General expression for lens maker's formula for a convex lens is :

$\boxed{ \bold{ \dfrac{1}{f} = (\mu - 1) \bigg \{ \dfrac{1}{R_{1}} - \dfrac{1}{R_{2}} \bigg \}}}$

Now, since the lens is equiconvex, R1 and R2 is equal.

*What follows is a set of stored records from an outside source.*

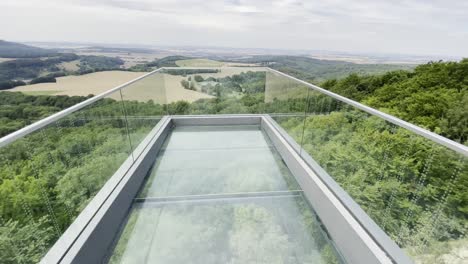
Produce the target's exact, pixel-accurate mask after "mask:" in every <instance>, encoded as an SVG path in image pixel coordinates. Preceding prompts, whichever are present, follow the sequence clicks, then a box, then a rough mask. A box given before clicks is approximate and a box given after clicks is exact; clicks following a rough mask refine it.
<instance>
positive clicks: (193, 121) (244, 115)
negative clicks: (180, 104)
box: [171, 114, 261, 126]
mask: <svg viewBox="0 0 468 264" xmlns="http://www.w3.org/2000/svg"><path fill="white" fill-rule="evenodd" d="M171 118H172V120H173V122H174V124H175V125H176V126H212V125H260V119H261V117H260V115H255V114H253V115H198V116H192V115H185V116H183V115H175V116H171Z"/></svg>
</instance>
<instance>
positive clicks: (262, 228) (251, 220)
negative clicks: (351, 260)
mask: <svg viewBox="0 0 468 264" xmlns="http://www.w3.org/2000/svg"><path fill="white" fill-rule="evenodd" d="M340 262H341V260H340V259H339V257H338V254H337V253H336V251H335V249H334V247H333V246H332V244H331V242H330V241H329V240H328V239H327V238H326V235H324V232H323V230H322V229H321V227H320V225H319V223H318V221H317V220H316V218H315V216H314V213H313V211H312V210H311V208H310V207H309V205H308V203H307V202H306V200H305V198H304V197H303V194H302V191H301V190H300V187H299V186H298V184H297V183H296V182H295V180H294V177H293V176H292V175H291V173H290V172H289V170H288V168H287V167H286V166H285V165H284V163H283V162H282V160H281V158H280V156H279V154H278V153H277V152H276V150H275V149H274V147H273V146H272V145H271V144H270V142H269V140H268V138H267V137H266V135H264V133H263V132H262V131H261V129H260V128H259V126H232V127H230V126H222V127H184V126H182V127H176V128H175V129H174V130H173V132H172V133H171V135H170V136H169V138H168V139H167V140H166V143H165V145H164V146H163V148H162V150H161V151H160V154H159V155H158V157H157V159H156V162H155V165H154V168H153V169H152V171H151V172H150V175H149V179H148V181H147V183H146V185H145V186H144V187H143V190H142V192H141V194H140V195H139V197H138V198H137V199H135V203H134V206H133V209H132V212H131V214H130V216H129V219H128V221H127V223H126V225H125V227H124V228H123V230H122V233H121V235H120V238H119V239H118V242H117V244H116V247H115V249H114V252H113V253H112V257H111V259H110V263H340Z"/></svg>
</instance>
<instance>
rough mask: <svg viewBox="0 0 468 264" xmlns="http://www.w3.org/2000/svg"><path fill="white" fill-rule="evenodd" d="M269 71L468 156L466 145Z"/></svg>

Putting R1 = R2 = R (let) following sign convention:

$\implies \sf\dfrac{1}{f} = (\mu - 1) \bigg \{ \dfrac{1}{R_{1}} - \dfrac{1}{R_{2}} \bigg \}$

$\implies \sf\dfrac{1}{f} = (\mu - 1) \bigg \{ \dfrac{1}{R} - \bigg(\dfrac{1}{ - R} \bigg) \bigg \}$

$\implies \sf\dfrac{1}{f} = (\mu - 1) \bigg \{ \dfrac{1}{R} + \dfrac{1}{ R} \bigg \}$

$\implies \sf\dfrac{1}{f} = (\mu - 1) \bigg \{ \dfrac{2}{R} \bigg \}$

Now, focal length is numerical equal to the radius of curvature:

$\implies \sf\dfrac{1}{f} = (\mu - 1) \bigg \{ \dfrac{2}{f} \bigg \}$

$\implies \sf\dfrac{1}{2} = \mu - 1$

$\implies \sf \mu = 1 + \dfrac{1}{2}$

$\implies \sf \mu = \dfrac{3}{2}$

Now, velocity of light in that material:

$\sf\therefore \: v = \dfrac{velocity \: in \: vacuum}{ \mu}$

$\sf\implies\: v = \dfrac{3 \times {10}^{8} }{ (\frac{3}{2} )}$

$\sf\implies\: v = 2 \times {10}^{8} \: m {s}^{ - 1}$

So, velocity of light in the lens is 2 × 10⁸ m/s.